I should have known, marrying a military man, that guns would be a part of our household. And they have been, to a small extent. Locked up in various nooks and crannies and hiding places in our house. Regardless, I am not a big fan of firearms—or anything remotely associated with them.
And I should have known that at one point, my husband would take our daughter to the range and teach her how to use these things responsibly. And he did. And I should have known that at one point they would go camping and he would text me pictures of her in camo, ugly lace-up hunting boots, proudly holding up two squirrels that she took down in a firefight. And he did! I am in mourning in my Lilly Pulitzer house coat and Tory Burch slippers as we speak.
So proud…sniff, sniff
So proud…sniff, sniff
This is NOT a pro-gun story. This is NOT pro-hunting story. This is NOT a story to try to get some of you riled up about guns and those issues.
This IS a story about how Girl Power is alive and well in our household.
We’ve always been a bit of an unconventional lot. Our daughter, 17, is an only child. Yep–had to deal with that choice with all of you multiple child experts out there. Let me put it this way: God knew what he was doing when he sent me only one.
We are an airline family, and even though she’s been able to go to some pretty cool places with us, our girl’s really a homebody. She plays Xbox with the big boys, has been tossed from many crazy, cheap horses her mom has tried to get her and still gets back on, and has had a hamster, fish, lizard and snake. (We are now, thankfully, down to two cats and one rabbit.) She does not take the EASY route to anything, and would rather do it all herself before she’d let someone else do it for her.
We have had our share of trials in teenage land as well.
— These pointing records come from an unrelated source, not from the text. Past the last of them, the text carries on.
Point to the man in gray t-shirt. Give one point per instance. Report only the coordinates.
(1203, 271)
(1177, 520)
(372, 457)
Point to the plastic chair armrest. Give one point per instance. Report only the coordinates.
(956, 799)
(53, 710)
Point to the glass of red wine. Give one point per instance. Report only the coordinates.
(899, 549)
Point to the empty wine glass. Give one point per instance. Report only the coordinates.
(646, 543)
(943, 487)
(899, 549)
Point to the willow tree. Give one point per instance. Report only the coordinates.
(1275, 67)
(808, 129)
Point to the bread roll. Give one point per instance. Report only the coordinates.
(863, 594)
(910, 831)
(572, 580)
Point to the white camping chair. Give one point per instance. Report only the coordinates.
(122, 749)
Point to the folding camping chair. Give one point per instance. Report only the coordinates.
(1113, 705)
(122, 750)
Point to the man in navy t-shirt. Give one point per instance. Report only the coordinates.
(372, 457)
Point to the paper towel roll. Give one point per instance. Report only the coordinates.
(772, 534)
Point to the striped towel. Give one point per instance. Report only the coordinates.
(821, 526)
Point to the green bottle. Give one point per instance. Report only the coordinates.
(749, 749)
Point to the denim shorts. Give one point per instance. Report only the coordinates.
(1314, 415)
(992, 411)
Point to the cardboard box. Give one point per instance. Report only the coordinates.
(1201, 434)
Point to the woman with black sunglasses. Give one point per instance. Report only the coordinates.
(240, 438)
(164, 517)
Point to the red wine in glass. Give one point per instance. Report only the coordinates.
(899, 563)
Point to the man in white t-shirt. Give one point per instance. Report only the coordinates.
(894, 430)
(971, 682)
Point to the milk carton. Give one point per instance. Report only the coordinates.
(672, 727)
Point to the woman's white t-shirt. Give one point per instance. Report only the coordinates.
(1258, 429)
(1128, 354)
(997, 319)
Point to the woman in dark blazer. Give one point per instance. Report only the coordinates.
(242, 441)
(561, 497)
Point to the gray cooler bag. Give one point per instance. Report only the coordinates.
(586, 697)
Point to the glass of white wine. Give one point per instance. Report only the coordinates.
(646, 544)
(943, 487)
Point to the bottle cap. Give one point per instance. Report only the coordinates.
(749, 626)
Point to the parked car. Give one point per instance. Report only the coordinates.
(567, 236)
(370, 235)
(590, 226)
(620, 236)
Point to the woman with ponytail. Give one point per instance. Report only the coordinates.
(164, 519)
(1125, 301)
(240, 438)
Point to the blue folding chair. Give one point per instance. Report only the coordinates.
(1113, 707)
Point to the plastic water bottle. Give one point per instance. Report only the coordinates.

Boyfriends, break-ups, mean girls, stolen vodka from the hiding space. But overall, our non-traditional girl is pretty damn cool.
Once in a while, I have my pity party and bemoan the fact that she is not the class president, a cheerleader or a fanatic church teen. But, oh, what a boring life we would lead if she were.
It’s takes a mindset change to accept that she is not ME. (It will also take copious amounts of wine and antidepressants, hah!)
Even though they have had days when they wouldn’t even speak to one another, she and her father share a bond of anti-authority awesomeness. So maybe he won’t be walking her out on the football field her senior year, with that damn crown on her head and a bouquet of roses in her arms. But you can bet he has taught her how to fend for herself and she possesses the confidence to do so. I think THAT is what will carry her through her life. Not a cheap tiara, or a Most Popular award in the yearbook.
And even though she has chosen to take the unconventional route through high school (monitored home school, not by ME, thank God), it works for us. And her. We live in an area where high achievers are the norm. (Whether they want to be high achievers is another thing.) And I know her path through college or whatever further education she chooses will probably be unconventional too.
Getting to the point that this is fine with us has been fraught with challenges for both my husband and myself. But at the end of the day we know that she will alway be true to who she is…and that’s fine with her.
Besides, when they decide to make a Tory Burch .22 it WILL be in my handbag!